2.2.6. Cognitive Function Study

All cognitive evaluations were conducted post-breakfast and before 2:00 PM. The participants were instructed to have regular breakfast on the cognition test day to ensure comfort and avoid hunger during the session. Cognitive function was assessed using the Wechsler Adult Intelligence Scale-IV [38], which consists of 15 tests grouped into four indices: Verbal Comprehension Index (VCI), Perceptual Reasoning Index (PRI), Working Memory Index (WMI), and Processing Speed Index (PSI). VCI comprises three mandatory tests (similarities, vocabulary, and information) and one optional test (comprehension). The score obtained on this index (70–130) assesses knowledge acquired through education, verbal reasoning, and concept formation and measures aptitudes involving reasoning, comprehension, and conceptualization.

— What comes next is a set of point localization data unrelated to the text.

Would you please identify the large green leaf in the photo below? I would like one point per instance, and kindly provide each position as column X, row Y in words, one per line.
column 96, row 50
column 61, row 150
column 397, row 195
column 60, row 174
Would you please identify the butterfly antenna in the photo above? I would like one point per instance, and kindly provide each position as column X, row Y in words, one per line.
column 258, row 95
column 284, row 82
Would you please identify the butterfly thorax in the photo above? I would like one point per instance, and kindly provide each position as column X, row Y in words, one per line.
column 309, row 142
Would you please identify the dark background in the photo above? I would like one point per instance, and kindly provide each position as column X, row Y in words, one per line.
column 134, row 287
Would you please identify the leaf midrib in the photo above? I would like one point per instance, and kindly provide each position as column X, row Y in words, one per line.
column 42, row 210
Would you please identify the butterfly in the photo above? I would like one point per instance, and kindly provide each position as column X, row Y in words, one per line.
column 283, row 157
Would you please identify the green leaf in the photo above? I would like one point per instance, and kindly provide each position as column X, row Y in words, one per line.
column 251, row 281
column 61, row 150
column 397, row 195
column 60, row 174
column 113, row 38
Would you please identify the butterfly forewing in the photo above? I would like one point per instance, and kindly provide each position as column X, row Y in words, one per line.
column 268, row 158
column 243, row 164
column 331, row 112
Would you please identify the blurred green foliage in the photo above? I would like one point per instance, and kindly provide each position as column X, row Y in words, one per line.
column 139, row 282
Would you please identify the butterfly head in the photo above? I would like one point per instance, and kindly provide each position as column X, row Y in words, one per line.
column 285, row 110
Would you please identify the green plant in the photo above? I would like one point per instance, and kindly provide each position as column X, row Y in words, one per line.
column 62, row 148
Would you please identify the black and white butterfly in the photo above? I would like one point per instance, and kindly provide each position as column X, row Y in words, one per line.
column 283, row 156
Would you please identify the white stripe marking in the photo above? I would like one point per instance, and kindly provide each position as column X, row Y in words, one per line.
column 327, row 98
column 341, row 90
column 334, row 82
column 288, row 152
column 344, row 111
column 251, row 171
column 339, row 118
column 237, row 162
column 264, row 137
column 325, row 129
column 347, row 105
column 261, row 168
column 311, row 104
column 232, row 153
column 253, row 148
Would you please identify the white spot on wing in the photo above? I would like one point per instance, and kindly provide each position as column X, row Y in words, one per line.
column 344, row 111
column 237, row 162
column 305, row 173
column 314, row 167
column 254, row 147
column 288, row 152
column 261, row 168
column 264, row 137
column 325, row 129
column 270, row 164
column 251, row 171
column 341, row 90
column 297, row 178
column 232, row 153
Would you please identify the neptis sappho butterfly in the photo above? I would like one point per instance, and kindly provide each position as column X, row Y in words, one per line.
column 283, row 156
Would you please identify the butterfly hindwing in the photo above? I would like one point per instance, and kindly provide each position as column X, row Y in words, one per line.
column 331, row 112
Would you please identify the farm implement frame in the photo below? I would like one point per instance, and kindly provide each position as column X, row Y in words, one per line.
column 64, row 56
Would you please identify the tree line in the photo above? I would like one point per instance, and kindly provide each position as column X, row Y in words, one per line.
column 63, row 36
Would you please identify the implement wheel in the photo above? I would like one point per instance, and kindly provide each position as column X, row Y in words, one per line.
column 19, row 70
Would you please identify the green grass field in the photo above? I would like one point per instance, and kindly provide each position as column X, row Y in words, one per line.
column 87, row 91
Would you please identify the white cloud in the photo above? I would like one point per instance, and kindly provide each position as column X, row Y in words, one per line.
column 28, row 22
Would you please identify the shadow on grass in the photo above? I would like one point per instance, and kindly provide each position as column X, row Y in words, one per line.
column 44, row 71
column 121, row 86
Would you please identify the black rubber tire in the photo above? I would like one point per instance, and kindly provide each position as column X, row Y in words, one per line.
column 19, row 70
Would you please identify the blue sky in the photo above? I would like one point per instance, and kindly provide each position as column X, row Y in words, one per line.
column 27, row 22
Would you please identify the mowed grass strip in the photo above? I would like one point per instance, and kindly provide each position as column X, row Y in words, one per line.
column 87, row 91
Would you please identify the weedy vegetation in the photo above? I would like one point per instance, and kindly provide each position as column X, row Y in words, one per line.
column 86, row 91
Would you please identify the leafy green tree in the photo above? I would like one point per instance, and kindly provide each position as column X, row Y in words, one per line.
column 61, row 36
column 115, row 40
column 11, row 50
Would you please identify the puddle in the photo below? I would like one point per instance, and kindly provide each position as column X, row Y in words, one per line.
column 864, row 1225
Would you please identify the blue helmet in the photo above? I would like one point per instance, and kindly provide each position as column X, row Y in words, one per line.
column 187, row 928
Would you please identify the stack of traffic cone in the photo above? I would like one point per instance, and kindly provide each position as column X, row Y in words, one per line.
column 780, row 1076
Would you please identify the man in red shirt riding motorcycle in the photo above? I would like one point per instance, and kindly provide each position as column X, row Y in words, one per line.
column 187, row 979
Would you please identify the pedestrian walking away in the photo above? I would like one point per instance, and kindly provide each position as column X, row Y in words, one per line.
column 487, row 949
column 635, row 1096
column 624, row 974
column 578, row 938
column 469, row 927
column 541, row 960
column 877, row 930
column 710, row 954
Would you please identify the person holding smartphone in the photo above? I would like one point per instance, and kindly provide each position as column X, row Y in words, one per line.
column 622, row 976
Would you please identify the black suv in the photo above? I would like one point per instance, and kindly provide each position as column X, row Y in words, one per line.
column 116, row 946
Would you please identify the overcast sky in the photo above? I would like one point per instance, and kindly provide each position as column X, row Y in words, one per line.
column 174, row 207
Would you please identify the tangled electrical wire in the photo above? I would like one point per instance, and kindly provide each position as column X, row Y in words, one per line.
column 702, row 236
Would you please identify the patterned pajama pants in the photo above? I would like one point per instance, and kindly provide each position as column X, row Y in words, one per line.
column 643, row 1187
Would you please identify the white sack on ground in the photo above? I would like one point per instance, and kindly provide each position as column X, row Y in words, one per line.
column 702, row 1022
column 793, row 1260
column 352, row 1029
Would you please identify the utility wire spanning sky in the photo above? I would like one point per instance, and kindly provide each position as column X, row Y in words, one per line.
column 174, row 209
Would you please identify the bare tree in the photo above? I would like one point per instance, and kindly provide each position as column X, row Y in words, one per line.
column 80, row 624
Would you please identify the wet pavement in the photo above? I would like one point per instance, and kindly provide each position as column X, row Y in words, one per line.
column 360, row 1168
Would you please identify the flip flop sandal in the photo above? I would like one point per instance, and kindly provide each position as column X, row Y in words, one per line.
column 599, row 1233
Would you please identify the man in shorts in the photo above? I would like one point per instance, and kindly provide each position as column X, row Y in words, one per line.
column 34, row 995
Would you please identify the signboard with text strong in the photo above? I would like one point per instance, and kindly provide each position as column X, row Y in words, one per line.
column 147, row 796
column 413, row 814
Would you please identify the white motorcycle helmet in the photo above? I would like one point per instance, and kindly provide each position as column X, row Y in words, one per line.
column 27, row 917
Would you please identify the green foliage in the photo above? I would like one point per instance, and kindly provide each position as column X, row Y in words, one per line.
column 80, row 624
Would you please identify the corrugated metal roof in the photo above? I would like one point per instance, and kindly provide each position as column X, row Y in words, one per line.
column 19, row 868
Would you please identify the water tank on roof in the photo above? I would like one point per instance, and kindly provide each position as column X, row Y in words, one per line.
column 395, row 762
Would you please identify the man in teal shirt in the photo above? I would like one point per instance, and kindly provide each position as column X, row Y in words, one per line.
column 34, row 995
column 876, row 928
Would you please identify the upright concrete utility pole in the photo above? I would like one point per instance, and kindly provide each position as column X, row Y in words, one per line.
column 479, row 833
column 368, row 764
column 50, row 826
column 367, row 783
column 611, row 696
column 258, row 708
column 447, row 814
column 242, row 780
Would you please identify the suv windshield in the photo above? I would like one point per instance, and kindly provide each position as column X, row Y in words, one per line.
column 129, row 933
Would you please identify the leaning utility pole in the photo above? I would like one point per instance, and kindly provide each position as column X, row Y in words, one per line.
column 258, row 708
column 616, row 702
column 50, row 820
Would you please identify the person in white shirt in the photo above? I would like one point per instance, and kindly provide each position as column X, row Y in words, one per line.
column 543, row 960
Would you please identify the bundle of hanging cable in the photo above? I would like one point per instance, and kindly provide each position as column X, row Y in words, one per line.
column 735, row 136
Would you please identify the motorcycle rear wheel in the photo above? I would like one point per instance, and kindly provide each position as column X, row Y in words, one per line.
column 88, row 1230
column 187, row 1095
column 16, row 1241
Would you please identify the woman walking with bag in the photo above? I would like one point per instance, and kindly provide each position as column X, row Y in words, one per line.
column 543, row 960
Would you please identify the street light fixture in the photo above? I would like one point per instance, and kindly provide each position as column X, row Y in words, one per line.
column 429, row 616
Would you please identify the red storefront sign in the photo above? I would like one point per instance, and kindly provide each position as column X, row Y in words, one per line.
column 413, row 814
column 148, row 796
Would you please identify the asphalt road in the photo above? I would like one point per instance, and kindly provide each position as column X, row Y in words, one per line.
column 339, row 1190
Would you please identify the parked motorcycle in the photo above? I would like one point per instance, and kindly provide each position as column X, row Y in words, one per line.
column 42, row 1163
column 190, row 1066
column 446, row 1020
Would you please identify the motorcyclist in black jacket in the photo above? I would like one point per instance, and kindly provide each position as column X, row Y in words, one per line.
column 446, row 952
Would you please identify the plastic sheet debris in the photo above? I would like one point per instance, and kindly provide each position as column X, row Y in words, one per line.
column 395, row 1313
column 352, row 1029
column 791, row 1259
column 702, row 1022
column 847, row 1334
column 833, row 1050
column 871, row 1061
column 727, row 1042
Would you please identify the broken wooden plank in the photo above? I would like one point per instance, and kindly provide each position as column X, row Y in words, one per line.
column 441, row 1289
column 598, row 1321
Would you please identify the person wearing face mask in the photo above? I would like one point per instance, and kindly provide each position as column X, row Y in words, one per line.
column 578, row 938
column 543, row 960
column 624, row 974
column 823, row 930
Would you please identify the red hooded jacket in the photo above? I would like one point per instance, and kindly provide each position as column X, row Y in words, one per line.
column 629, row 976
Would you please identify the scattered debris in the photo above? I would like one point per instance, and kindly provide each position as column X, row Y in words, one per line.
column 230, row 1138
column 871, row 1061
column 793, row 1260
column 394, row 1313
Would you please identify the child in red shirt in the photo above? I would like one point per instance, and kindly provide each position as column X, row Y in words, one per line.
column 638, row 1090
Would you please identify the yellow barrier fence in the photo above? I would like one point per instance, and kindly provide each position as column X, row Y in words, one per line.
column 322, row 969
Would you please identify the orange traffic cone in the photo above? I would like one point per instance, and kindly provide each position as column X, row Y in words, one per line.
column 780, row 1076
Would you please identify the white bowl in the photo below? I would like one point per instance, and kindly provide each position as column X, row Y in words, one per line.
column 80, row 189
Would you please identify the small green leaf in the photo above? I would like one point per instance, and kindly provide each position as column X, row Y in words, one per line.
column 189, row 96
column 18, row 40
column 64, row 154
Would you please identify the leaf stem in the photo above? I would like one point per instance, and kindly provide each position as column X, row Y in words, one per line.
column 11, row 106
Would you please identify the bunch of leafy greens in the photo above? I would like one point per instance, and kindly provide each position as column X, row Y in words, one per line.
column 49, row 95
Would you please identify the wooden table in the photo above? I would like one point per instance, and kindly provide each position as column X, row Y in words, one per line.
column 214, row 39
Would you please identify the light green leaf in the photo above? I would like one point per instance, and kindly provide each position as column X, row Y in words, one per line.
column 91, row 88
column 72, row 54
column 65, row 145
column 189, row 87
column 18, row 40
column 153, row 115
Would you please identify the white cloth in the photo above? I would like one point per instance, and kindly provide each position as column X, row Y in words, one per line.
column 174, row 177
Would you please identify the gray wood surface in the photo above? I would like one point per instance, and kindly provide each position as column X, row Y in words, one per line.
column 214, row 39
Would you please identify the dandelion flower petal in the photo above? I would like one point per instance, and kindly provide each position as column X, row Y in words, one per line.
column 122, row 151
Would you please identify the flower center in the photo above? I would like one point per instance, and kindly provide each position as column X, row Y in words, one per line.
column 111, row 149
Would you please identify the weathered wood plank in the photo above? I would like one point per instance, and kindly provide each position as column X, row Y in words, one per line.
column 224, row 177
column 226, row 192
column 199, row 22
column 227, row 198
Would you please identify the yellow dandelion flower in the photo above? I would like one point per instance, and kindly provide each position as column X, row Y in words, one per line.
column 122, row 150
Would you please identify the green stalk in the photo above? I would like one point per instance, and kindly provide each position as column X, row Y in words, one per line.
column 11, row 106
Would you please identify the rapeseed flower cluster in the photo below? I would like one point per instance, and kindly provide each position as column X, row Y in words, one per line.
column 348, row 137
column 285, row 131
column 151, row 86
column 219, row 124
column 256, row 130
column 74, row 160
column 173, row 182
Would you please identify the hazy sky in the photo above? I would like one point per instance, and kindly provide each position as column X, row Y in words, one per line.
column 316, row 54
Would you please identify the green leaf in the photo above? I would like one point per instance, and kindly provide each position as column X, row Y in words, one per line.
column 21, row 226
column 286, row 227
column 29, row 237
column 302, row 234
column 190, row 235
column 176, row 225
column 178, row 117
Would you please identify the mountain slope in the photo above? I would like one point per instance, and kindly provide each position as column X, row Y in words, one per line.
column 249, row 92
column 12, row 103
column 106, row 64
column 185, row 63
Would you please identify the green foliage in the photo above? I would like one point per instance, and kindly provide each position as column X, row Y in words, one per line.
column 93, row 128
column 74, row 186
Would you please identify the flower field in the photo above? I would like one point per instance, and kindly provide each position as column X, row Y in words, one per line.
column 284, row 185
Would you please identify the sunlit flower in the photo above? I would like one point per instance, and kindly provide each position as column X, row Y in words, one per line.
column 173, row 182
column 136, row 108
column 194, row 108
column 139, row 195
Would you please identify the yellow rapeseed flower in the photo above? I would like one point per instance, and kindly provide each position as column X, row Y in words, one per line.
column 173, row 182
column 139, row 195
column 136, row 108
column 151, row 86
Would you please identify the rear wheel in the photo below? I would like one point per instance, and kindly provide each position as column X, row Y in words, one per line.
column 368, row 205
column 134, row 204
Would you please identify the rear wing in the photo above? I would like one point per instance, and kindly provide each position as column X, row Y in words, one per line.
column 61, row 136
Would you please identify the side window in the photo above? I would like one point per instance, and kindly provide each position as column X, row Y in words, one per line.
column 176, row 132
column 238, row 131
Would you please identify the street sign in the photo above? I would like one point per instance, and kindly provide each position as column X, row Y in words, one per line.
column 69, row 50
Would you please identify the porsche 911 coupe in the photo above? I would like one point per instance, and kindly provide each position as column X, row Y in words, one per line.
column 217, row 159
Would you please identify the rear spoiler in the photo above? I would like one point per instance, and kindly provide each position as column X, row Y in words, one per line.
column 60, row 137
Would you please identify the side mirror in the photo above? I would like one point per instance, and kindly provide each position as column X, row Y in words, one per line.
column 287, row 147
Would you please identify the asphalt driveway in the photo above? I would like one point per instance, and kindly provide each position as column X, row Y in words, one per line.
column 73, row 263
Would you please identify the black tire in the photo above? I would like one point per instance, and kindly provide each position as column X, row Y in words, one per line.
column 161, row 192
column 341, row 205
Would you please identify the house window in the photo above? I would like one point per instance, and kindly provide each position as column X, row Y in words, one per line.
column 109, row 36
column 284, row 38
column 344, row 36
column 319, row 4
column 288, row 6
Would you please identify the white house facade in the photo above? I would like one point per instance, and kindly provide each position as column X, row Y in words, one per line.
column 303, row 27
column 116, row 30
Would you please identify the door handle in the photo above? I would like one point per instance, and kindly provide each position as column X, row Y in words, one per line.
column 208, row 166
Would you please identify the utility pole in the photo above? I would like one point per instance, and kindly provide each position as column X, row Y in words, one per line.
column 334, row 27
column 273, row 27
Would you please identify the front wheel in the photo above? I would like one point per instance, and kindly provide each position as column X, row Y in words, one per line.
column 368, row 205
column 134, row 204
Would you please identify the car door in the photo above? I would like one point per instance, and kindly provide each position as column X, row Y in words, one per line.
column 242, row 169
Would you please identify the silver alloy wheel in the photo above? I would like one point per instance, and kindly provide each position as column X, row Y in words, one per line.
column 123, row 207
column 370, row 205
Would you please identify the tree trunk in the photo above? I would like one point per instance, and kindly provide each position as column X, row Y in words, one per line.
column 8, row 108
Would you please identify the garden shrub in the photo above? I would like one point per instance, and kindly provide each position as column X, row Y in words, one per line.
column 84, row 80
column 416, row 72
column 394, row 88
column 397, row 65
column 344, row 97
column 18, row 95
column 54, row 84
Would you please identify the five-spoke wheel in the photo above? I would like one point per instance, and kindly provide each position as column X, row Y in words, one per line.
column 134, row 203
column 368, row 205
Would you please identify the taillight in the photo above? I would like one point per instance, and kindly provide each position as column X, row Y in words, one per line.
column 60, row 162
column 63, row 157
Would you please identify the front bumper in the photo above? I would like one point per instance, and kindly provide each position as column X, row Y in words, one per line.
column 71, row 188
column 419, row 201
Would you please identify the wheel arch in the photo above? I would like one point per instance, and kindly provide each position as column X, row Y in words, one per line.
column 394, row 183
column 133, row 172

The PRI consists of three mandatory tests (blocks, matrices, and visual puzzles) and two optional tests (scales and incomplete figures). The score on this index (70–130) measures visuospatial processing and analysis and visuomotor skills and assesses non-verbal reasoning and perceptual organization. The WMI is comprised of two mandatory tests (digits and arithmetic) and one optional test (letters and numbers). The score on this index (70–130) evaluates the ability to retain and manipulate information in memory while working with it. This index measures simultaneous and sequential processing, attention, and concentration. The PSI comprises two mandatory tests (symbol search and number coding) and one optional test (cancelation). This index assesses the ability to explore, order, and discriminate simple visual information rapidly and efficiently. Mental processing speed and graphomotor skills were measured using this index.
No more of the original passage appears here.